Wednesday, November 8, 2017

Lawson's Journey-May 2017


 I have put off writing this post. I feel if I put it down on paper it will become more real. It seems easier if I just go into survival mode, put blinders on, and press on. Denial can be so strong. Dealing with truth of any kind is painful and exhausting. After endless years of unexplained sickness, allergies, asthma, chronic stomachaches, and numerous tests, Lawson was diagnosed in June with Celiac. Again our world was topsy-turvy, with another life-changing autoimmune disease.  Our lives had to stop, re-calibrate, as we researched and learned about a whole different set of issues other than our daughter's Type 1 Diabetes. I have heard so many people make comments on this whole "Gluten" thing. "It's a phase. It is just a way to spend more money on expensive foods. It's the latest fad. It wasn't around 20 years ago, so I don't believe it. How serious can it really be?" 

The doctor spoke slowly so I could digest it all, "Kimberley, Lawson's intestinal wall is very damaged because he highly allergic to gluten. Every time he eats it, his immune system mounts an attack on this part of his body. Left untreated, Celiac disease can lead to additional serious health problems, like Type I diabetes, multiple sclerosis (MS), anemia, osteoporosis, infertility and miscarriage, neurological conditions like epilepsy and migraines, short stature, and intestinal cancers. There is no cure except total elimination of all gluten from his diet, which is found in many foods, drinks, spices, medicines, and other products. He needs separate dishes, utensils, toaster, and other appliances need to be monitored for cross contamination. 1/50th of a crumb can harm him and cause a reaction. Eating out will be a problem because there are many places who offer gluten free items but they are touched by other gluten containing foods or workers who don't change their gloves. He will have to be very, very careful. There are few APPS that you can download that might help."

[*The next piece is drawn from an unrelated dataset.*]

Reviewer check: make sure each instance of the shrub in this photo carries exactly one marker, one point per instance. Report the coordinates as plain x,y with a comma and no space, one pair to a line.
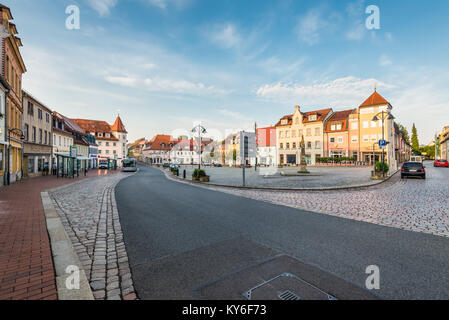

WTH???? That was the response in my head. Why didn't the other doctor tell us this 2 years ago? I specifically asked! "Apparently not enough biopsies were taken from his intestines. The damage can be spotty at first so at least 6 sections need to be sampled to get an accurate diagnosis." Seriously!

New toaster? 1/50th of a crumb? Eating out is our way of life! Cross contamination sounds like a science experiment? Did I mention we always eat out? An app? Are you kidding me? No medicine to make it go away? Total elimination? That sounds impossible! I was trying, but failing, to process all this information. It was like a fire hydrant of facts, opened full throttle, and aimed right at my brain. 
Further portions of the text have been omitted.